Microsoft Stock May Be in a Slump. But Here’s Why It Is Wrong to Give up Now

Microsoft Stock May Be in a Slump. But Here’s Why It Is Wrong to Give up Now

CNBC Technology
CNBC TechnologyMar 23, 2026

Why It Matters

The piece underscores how execution risk in AI can depress a megacap’s valuation, while also revealing a possible buying opportunity if Microsoft can leverage its balance sheet and market position to rebound.

Key Takeaways

  • Microsoft shares fell ~21% in 2026.
  • Azure revenue growth slowed to 39% YoY, forecast 37%.
  • Copilot reorganization seen as weak execution.
  • OpenAI partnership contributes 45% of Azure backlog.
  • Valuation at 21× earnings, lowest in seven years.

Pulse Analysis

Microsoft’s recent AI setbacks have put its stock under pressure, but the story is more nuanced than a simple decline.

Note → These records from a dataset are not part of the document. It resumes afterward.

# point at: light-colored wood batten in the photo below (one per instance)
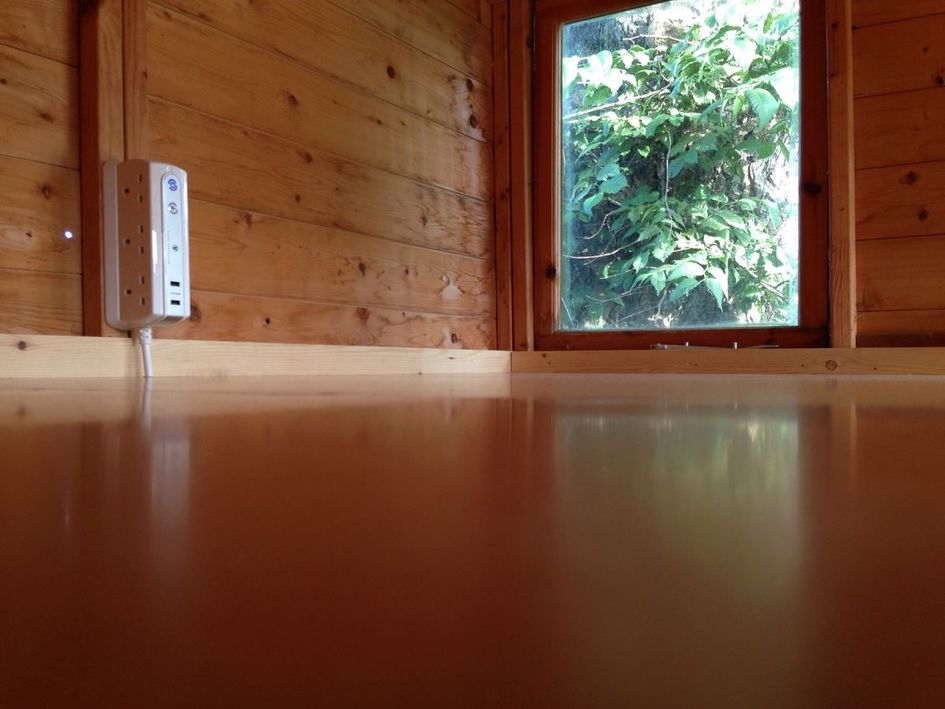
(829, 362)
(94, 357)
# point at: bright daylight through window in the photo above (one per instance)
(679, 182)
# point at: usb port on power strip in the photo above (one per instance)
(147, 274)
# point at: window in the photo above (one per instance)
(680, 173)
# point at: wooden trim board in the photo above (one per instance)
(48, 356)
(831, 362)
(64, 357)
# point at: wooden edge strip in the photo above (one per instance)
(502, 168)
(830, 362)
(842, 186)
(520, 172)
(52, 356)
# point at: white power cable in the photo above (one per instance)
(144, 339)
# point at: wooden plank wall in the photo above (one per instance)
(341, 163)
(40, 270)
(899, 67)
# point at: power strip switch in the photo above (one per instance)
(147, 264)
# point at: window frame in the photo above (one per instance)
(812, 329)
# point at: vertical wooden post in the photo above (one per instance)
(102, 138)
(502, 157)
(842, 175)
(135, 79)
(520, 110)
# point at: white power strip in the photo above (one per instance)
(147, 256)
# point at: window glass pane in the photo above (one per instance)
(680, 132)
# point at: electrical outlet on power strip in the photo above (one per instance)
(147, 269)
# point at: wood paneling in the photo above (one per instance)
(902, 56)
(48, 28)
(253, 254)
(219, 316)
(40, 285)
(438, 28)
(342, 190)
(193, 64)
(40, 303)
(243, 168)
(901, 274)
(38, 108)
(899, 60)
(898, 129)
(872, 12)
(354, 51)
(38, 204)
(912, 328)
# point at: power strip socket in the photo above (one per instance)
(147, 255)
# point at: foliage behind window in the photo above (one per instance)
(680, 145)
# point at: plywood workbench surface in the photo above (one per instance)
(534, 540)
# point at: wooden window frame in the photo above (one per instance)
(812, 330)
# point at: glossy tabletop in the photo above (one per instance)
(574, 541)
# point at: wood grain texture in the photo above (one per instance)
(901, 56)
(520, 143)
(221, 316)
(899, 129)
(38, 116)
(40, 303)
(135, 78)
(354, 51)
(480, 9)
(503, 187)
(43, 356)
(827, 362)
(102, 139)
(901, 274)
(896, 328)
(842, 187)
(38, 204)
(248, 169)
(872, 12)
(904, 200)
(437, 28)
(193, 64)
(48, 28)
(235, 251)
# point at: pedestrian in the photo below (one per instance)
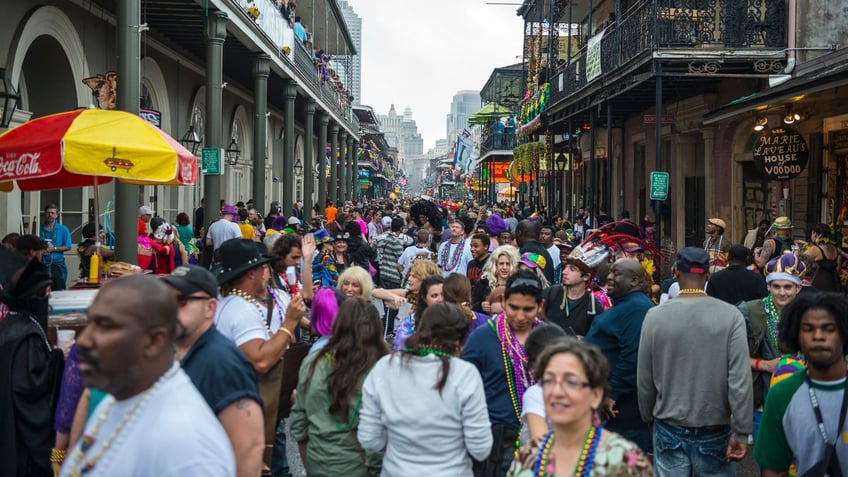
(243, 318)
(425, 377)
(800, 424)
(570, 304)
(616, 332)
(715, 244)
(736, 282)
(783, 277)
(128, 351)
(673, 380)
(497, 350)
(573, 375)
(429, 293)
(326, 410)
(224, 228)
(58, 239)
(222, 374)
(31, 369)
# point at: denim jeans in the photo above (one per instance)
(279, 460)
(679, 451)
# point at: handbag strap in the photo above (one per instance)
(829, 448)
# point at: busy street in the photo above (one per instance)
(322, 238)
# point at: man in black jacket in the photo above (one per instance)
(736, 283)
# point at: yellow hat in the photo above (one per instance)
(782, 223)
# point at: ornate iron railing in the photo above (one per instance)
(672, 24)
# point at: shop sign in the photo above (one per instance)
(781, 154)
(659, 185)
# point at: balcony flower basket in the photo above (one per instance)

The Copilot assistant, meant to showcase the company’s generative‑AI prowess, has lagged behind rivals such as Google’s Gemini, OpenAI’s ChatGPT, and Anthropic’s Claude. Analysts point to a fragmented development effort and a costly internal re‑organization that has yet to deliver measurable improvements. Compounding the issue, the partnership with OpenAI—responsible for roughly 45 % of Azure’s AI‑related backlog—has not generated the expected IP shortcuts, forcing Microsoft to allocate additional compute resources and R&D spend. The resulting strain on Azure capacity has limited the cloud platform’s ability to sell excess compute to external customers, nudging revenue growth lower.

From a financial perspective, the slowdown is evident. Azure and other cloud services posted a 39 % year‑over‑year revenue increase in the most recent quarter, down from 40 % the prior period, and guidance projects 37 % growth for the upcoming quarter. Meanwhile, Microsoft’s capital expenditures surged 66 % YoY to fund AI research, a level that investors found hard to justify without stronger top‑line momentum. Nevertheless, the company sits on a massive cash pile—over $150 billion—providing ample runway for further R&D, strategic acquisitions, or price adjustments. At a forward earnings multiple of 21×, the stock trades at its cheapest valuation in roughly seven years, suggesting a potential margin of safety for long‑term holders.

The broader market context reinforces the case for patience. History shows that megacap tech firms can weather temporary missteps; Alphabet’s early AI misfires, for example, later gave way to a resurgence that rewarded investors. Microsoft’s entrenched position as the second‑largest cloud provider, its dominant Windows enterprise OS, and a management team praised for decisive pivots all point to resilience. While the Copilot episode underscores execution risk, the company’s ability to re‑allocate resources and leverage its deep balance sheet could restore growth momentum. For investors focused on fundamentals, the current dip may represent a buying opportunity rather than a signal to exit.